[Openstack-sigs] [meta] How SIG work gets done?

Thierry Carrez thierry at openstack.org
Thu Jul 20 02:18:54 UTC 2017


Melvin Hillsman wrote:
> Observation: One typical concern voiced regarding a requirement from a
> working group/team, organization, deployer, end-user, etc is that there
> are no guarantees for requirements to even be considered let alone being
> implemented. Comments regarding this generally center around developers
> will work on what they are paid to work on. This assumes something that
> may be pushing more folks away at times and that is a) we have a paywall
> or pay-to-play model, b) we do not/have not had any folks contributing
> out of the spirit of open-source, and c) if you are a small IT shop you
> have no chance of being heard. 
> 
> Question: What "safeguards" are in place to ensure SIGs are not going to
> go down this same path?
> 
> Suggestion(s): I have heard a couple of things which may help but
> primarily I wanted to get the conversation started.

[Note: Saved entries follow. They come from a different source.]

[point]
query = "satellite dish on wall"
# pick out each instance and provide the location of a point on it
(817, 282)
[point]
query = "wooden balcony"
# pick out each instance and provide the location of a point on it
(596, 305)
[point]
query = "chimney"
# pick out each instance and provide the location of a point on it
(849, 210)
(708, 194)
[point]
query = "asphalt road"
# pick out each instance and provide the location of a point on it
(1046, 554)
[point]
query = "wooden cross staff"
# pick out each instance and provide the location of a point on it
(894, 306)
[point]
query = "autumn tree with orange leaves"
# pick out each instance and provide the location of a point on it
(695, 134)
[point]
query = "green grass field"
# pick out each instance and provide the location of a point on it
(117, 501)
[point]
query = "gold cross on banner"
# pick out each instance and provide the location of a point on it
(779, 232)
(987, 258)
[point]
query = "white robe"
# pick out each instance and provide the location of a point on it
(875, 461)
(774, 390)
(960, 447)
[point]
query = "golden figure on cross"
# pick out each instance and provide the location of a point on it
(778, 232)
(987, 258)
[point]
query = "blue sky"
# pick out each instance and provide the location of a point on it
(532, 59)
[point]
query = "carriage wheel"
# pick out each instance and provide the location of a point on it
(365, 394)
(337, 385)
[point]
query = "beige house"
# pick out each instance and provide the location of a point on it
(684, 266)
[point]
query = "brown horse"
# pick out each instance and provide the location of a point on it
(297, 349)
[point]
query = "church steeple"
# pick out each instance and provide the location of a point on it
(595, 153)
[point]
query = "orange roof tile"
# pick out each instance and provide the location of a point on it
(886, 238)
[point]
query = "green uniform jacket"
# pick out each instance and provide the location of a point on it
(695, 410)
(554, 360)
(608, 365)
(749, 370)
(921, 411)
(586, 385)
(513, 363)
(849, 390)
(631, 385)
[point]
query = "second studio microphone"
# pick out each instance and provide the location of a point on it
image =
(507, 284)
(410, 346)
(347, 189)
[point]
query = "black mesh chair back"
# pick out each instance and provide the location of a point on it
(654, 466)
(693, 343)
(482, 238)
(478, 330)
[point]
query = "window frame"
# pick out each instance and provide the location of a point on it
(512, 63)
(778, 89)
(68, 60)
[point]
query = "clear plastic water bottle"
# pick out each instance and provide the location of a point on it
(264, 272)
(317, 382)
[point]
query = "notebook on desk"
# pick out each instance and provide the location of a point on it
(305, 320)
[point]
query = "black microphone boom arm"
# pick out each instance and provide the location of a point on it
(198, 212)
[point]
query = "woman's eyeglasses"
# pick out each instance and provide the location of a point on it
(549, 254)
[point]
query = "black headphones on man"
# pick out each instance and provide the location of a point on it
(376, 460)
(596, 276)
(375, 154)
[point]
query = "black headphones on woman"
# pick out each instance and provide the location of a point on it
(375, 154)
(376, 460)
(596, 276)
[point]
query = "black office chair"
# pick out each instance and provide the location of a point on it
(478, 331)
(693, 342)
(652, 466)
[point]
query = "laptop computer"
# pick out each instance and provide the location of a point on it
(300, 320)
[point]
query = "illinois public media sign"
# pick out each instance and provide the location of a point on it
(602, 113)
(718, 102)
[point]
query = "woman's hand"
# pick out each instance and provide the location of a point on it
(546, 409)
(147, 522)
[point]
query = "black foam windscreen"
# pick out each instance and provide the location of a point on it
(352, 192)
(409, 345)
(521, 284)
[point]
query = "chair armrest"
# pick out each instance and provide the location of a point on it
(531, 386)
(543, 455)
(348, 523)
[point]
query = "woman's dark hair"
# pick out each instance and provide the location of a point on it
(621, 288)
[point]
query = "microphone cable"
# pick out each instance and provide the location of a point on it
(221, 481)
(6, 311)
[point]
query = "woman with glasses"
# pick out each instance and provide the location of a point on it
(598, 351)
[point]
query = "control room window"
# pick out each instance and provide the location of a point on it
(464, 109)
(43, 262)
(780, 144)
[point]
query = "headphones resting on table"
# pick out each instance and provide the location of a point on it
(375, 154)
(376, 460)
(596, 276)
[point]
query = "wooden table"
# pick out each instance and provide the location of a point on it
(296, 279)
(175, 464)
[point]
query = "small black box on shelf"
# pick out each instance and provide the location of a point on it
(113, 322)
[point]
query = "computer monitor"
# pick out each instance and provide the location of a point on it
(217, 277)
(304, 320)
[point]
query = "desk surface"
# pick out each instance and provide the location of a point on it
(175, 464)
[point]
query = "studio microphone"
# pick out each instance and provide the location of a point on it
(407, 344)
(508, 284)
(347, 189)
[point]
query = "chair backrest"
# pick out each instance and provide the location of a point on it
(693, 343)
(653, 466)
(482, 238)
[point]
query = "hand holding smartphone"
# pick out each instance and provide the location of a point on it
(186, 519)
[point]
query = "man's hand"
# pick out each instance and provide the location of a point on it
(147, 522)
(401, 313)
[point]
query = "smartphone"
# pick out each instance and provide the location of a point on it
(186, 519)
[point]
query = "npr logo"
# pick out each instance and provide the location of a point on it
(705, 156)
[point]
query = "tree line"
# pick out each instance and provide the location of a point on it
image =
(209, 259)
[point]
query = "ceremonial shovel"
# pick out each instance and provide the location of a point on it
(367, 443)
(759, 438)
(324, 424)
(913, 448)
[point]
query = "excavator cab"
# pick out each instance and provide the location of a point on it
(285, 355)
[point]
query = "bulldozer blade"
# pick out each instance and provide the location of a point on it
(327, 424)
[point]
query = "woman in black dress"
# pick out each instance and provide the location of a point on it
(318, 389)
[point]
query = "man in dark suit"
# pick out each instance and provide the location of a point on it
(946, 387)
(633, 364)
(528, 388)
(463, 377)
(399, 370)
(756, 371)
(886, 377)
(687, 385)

Here is one, require
> cross-SIG and non-cross-SIG proposals to be prioritized and at least one
> blueprint/proposal be put in a cycle, granted it has gone through
> appropriate vetting, per project?

My view on this is that SIGs should regroup all the stakeholders that
care about a particular problem space or use case. Ideally those
stakeholders would join the SIG with a mix of operational people (to
describe needs and validate solutions) and development resources (to
implement solutions). It's important that the SIG members agree on
priorities, so that the development resources in that SIG can all
collaborate to go in the same direction.

In summary, I see the SIG as a way to provide more direct discussions
between ops and devs interested in the same area (ideally blurring the
line between them), but also as a way to come up with common priorities
and pool development resources coming from different organizations (to
get things done as a group).

If a SIG ends up not including any development resource, the SIG can
still produce documentation about missing features or priorities. But
frankly, I would see that documentation more as a way to encourage
organizations to throw development resources at the described priorities
(and therefore join the SIG, and work upstream in the corresponding
project teams), rather than as something that would magically get
prioritized in some mythical "development team".